Des départs en colo, de papa impatient qui ne veut pas rester, de ces derniers bisous que maman a raté,

Je me souviens…

 

Des cahiers de l’école bien rangés sur la table et des doigts de mon père arrachant une page, de ces « tu es feignant », de « faut un peu s’appliquer », de ces regards pointus qui passent mon épaule, des yeux de justicier relisant deux trois phrases, premiers mots alignés avec la crampe aux doigts,

De ces « tu comprends rien » et ces « il est nullard », de « l’école … pas pour lui » « il est lent et bavard »,

De ces « il faut vouloir »

De « ce qui n’est pas juste est faux »

De ces « l’effort ou le plaisir, il faut choisir »,

De ces regards en coin à la fin du trimestre, de ces convocations du coupable dans la cuisine, pour un réquisitoire sur des notes en baisses, sans un mot des progrès ni encouragements

Des habits de Pierrot qui suffisent pour moi et des rappels à l’ordre sur le prix des chaussures

Des conversations du dimanche et des « les enfants ne parlent pas à table » des histoires de famille que je voulais comprendre, des silences têtus à mes questions idiotes

Des « ça ne te regarde pas », des « les enfants ne doivent pas parler d’argent », des « tes inscriptions au club, les équipements c’est très cher »

Du départ de Pierrot dans la ville voisine et de la maison vide seul avec mes parents, l’un qui est du matin et l’autre qui fait les nuits et moi dans le silence pour ne pas déranger

De papa qui n’a toujours pas réparé le trou de la clôture ou lapin Ésope avait fui vers la mort

De ce lapin que papa a jeté dans la benne du coin de la rue alors que je voulais l’enterrer avec des pierres et des fleurs, de maman qui m’a hurlé d’arrêter avec ces histoires débiles de cimetière pour animaux, de Pierrot qui se moquait de moi en douce

De ces draps mouillés et de la honte du matin lorsque maman éventrait mon lit avec rage et dégoût

De ces menaces lorsque un troisième rappel faisait surgir comme un diable mon père dans ma chambre noire

De mes mains tremblantes d’hésitation face à la case vide d’une grille de multiplication, sous les yeux de ma mère impatiente, trompétant comme un aigle

De mes refus ridicules de me déshabiller à la plage sans serviette et des éclats de rire de mon père « il n’y a pas grand chose à voir »
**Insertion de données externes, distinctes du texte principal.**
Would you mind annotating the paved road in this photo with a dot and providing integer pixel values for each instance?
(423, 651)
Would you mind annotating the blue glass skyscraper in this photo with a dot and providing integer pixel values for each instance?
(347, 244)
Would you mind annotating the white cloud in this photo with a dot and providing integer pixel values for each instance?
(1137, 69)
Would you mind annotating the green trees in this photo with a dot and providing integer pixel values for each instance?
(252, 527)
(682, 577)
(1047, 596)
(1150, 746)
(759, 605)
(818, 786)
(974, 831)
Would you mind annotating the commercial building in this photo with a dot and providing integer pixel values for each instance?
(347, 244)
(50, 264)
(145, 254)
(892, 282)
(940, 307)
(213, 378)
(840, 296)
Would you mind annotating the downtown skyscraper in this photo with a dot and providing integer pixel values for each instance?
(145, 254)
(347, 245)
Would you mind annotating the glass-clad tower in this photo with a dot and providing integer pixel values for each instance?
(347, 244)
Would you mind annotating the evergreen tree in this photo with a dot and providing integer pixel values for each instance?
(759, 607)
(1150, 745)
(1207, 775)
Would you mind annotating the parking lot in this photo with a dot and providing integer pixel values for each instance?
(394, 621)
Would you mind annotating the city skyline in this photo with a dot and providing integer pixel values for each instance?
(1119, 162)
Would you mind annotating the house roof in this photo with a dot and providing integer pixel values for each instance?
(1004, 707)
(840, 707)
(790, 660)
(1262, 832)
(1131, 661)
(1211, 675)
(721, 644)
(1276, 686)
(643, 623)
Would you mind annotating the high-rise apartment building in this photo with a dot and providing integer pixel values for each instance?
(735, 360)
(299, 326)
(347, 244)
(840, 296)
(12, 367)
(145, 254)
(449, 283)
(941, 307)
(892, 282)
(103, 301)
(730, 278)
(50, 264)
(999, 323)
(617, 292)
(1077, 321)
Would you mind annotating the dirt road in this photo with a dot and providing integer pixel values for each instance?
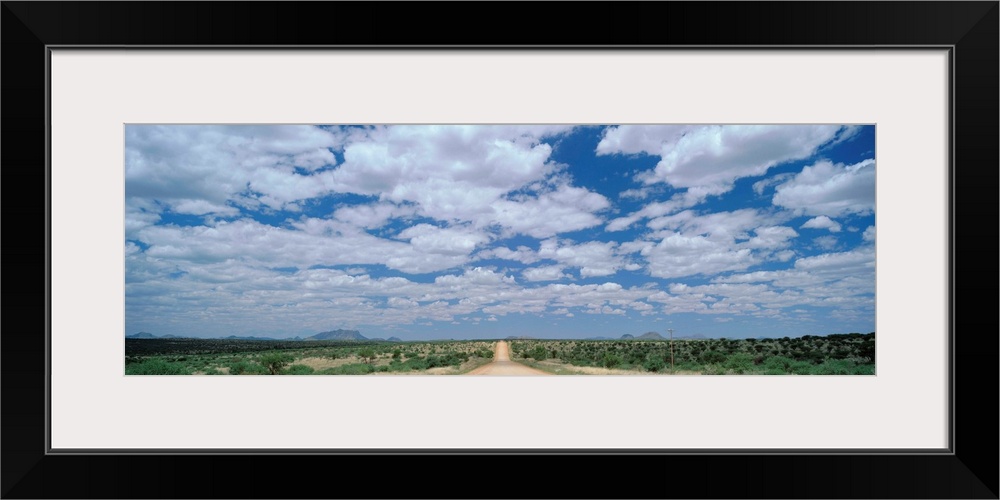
(502, 365)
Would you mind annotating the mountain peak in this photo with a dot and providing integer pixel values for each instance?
(338, 335)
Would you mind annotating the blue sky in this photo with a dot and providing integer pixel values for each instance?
(485, 231)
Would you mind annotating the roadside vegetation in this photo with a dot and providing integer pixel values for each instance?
(258, 357)
(839, 354)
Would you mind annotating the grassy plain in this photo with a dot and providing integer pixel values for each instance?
(841, 354)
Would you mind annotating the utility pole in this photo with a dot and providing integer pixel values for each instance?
(671, 330)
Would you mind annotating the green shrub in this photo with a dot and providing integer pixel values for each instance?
(367, 354)
(275, 361)
(739, 363)
(611, 360)
(709, 357)
(778, 365)
(244, 367)
(299, 370)
(654, 364)
(538, 353)
(156, 366)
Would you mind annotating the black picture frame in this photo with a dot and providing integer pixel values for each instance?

De mes dents blindées et de mes lèvres serrées pour ne rien laisser voir de ces barbelés plombés

Je me souviens…

De mes cheveux taillés de mes peurs de « poule mouillée » de « fillette » à l’idée d’entendre le crissement de l’acier d’un coiffeur près de mes oreilles

De ce surnom ridicule que tatie Justine m’avait affublé et qu’elle criait bien fort par dessus la haie de l’école

Des conciliabules secrets entre ma mère et la maitresse pour tout savoir de ma journée, la mienne pourtant

De ma chambre fouillée retournée comme un champ sous prétexte de rangement, mes trésors exposés au milieu du lit « tu vas pas garder toute ces saletés »

De ces films interrompus « tu es trop jeune et il y a école demain »

De cette peur panique de prendre seul le bus pour aller au collège en sixième et du regard méprisant de mon père me recommandant « d’être un homme…enfin », du silence apeuré de ma mère

De cette communion où je n’avais pas envie de danser ni de chanter devant la tribu

De ces vacances à Saint Malo et de cette sortie en mer, ventre retourné, vomi dans la bouche, avec des regards et des reproches plein les oreilles

De ces choix impossibles à envisager lorsque je sentais mes parents prêts à se séparer,

De l’odeur et des paroles de ma mère me tenant pendant qu’une infirmière me vaccinait pour le première fois en me traitant de « femmelette »

Des moqueries de mes cousins, de mes pleurs, lorsqu’un tampon iodé barbouillait mes genoux après une chute de vélo, la première

De ce beau dessin que j’avais soigné et qui atterrit au fond d’un tiroir avec un sonore « c’est n’importe quoi ces barbouillages ».